Synergistic role of ADP and Ca2+ in diastolic myocardial stiffness

Author(s)

Sequeira, V; Najafi, A; Mcconnell, M; Fowler, ED; Bollen, IAE; Wüst, RCI; Dos Remedios, C; Helmes, M; White, E; Stienen, GJM; Tardiff, J; Kuster, DWD; Van Der Velden, J

Year

2015

Is Peer Reviewed?

Yes

Journal

Journal of Physiology
ISSN: 0022-3751
EISSN: 1469-7793

Volume

593

Issue

Page Numbers

3899-3916

Language

English

DOI

10.1113/JP270354

Abstract

Heart failure (HF) with diastolic dysfunction has been attributed to increased myocardial stiffness that limits proper filling of the ventricle. Altered cross-bridge interaction may significantly contribute to high diastolic stiffness, but this has not been shown thus far. Cross-bridge interactions are dependent on cytosolic [Ca2+] and the regeneration of ATP from ADP. Depletion of myocardial energy reserve is a hallmark of HF leading to ADP accumulation and disturbed Ca2+ handling. Here, we investigated if ADP elevation in concert with increased diastolic [Ca2+] promotes diastolic cross-bridge formation and force generation and thereby increases diastolic stiffness. ADP dose-dependently increased force production in the absence of Ca2+ in membrane-permeabilized cardiomyocytes from human hearts.
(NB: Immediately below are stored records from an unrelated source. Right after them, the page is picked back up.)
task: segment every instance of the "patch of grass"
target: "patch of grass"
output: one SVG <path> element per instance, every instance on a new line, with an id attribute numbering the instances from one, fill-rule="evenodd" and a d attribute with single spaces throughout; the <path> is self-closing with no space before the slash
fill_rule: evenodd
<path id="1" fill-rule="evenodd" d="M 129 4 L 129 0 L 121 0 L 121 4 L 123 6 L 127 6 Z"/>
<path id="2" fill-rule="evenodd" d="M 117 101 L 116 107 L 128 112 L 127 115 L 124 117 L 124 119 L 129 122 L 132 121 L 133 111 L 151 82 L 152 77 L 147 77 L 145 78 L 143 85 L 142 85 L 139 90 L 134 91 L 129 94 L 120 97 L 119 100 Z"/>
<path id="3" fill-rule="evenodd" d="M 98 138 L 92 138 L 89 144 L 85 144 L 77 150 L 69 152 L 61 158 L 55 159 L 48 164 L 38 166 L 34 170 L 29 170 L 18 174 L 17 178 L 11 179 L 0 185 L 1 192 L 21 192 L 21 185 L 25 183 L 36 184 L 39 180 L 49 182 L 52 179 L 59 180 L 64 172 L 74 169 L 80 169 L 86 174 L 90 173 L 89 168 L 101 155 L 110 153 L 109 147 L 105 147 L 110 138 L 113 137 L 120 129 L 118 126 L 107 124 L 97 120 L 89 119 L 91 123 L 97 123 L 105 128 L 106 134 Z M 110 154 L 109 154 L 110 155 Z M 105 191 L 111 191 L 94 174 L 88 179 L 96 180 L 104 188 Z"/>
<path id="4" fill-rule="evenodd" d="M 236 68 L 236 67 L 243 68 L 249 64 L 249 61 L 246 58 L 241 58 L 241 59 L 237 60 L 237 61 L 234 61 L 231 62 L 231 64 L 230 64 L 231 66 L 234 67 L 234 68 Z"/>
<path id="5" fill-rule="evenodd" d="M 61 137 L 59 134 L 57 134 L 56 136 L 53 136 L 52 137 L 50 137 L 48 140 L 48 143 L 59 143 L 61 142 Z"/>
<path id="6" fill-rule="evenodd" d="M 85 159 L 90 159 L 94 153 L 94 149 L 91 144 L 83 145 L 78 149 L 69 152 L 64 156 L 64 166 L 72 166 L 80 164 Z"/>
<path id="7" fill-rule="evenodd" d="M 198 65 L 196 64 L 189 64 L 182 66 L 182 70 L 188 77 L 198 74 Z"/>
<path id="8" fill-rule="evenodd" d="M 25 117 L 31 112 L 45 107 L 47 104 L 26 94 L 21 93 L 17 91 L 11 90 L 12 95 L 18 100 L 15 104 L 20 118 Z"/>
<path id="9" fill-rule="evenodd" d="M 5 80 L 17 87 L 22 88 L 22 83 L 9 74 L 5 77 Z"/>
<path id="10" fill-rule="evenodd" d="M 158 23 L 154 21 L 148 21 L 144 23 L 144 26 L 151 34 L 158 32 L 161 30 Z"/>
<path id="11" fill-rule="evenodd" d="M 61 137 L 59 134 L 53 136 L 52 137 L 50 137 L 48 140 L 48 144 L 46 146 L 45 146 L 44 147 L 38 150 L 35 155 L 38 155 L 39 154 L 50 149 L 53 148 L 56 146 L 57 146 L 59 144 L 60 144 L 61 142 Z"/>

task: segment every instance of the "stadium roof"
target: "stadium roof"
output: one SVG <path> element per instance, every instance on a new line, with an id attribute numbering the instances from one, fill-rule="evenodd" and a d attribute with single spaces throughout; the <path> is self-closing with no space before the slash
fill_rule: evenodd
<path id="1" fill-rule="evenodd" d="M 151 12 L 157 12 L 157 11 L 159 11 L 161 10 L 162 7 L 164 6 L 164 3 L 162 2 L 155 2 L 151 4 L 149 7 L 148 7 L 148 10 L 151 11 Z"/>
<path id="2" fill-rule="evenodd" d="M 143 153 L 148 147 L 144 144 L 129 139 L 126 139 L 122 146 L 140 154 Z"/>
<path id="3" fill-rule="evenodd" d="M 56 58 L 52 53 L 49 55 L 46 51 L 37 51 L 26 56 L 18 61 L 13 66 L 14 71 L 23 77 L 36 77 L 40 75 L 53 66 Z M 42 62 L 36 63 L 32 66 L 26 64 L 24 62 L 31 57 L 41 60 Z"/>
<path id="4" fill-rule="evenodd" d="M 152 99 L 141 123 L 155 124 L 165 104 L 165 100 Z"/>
Moreover, physiological levels of ADP increased actomyosin force generation in the presence of Ca2+ both in human and rat membrane-permeabilized cardiomyocytes. Diastolic stress measured at physiological lattice spacing and 37°C in the presence of pathological levels of ADP and diastolic [Ca2+] revealed a 76 ± 1% contribution of cross-bridge interaction to total diastolic stress in rat membrane-permeabilized cardiomyocytes. Inhibition of creatine kinase (CK), which increases cytosolic ADP, in enzyme-isolated intact rat cardiomyocytes impaired diastolic re-lengthening associated with diastolic Ca2+ overload. In isolated Langendorff-perfused rat hearts, CK inhibition increased ventricular stiffness only in the presence of diastolic [Ca2+]. We propose that elevations of intracellular ADP in specific types of cardiac disease, including those where myocardial energy reserve is limited, contribute to diastolic dysfunction by recruiting cross-bridges, even at low Ca2+, and thereby increase myocardial stiffness. Journal compilation © 2015 The Physiological Society.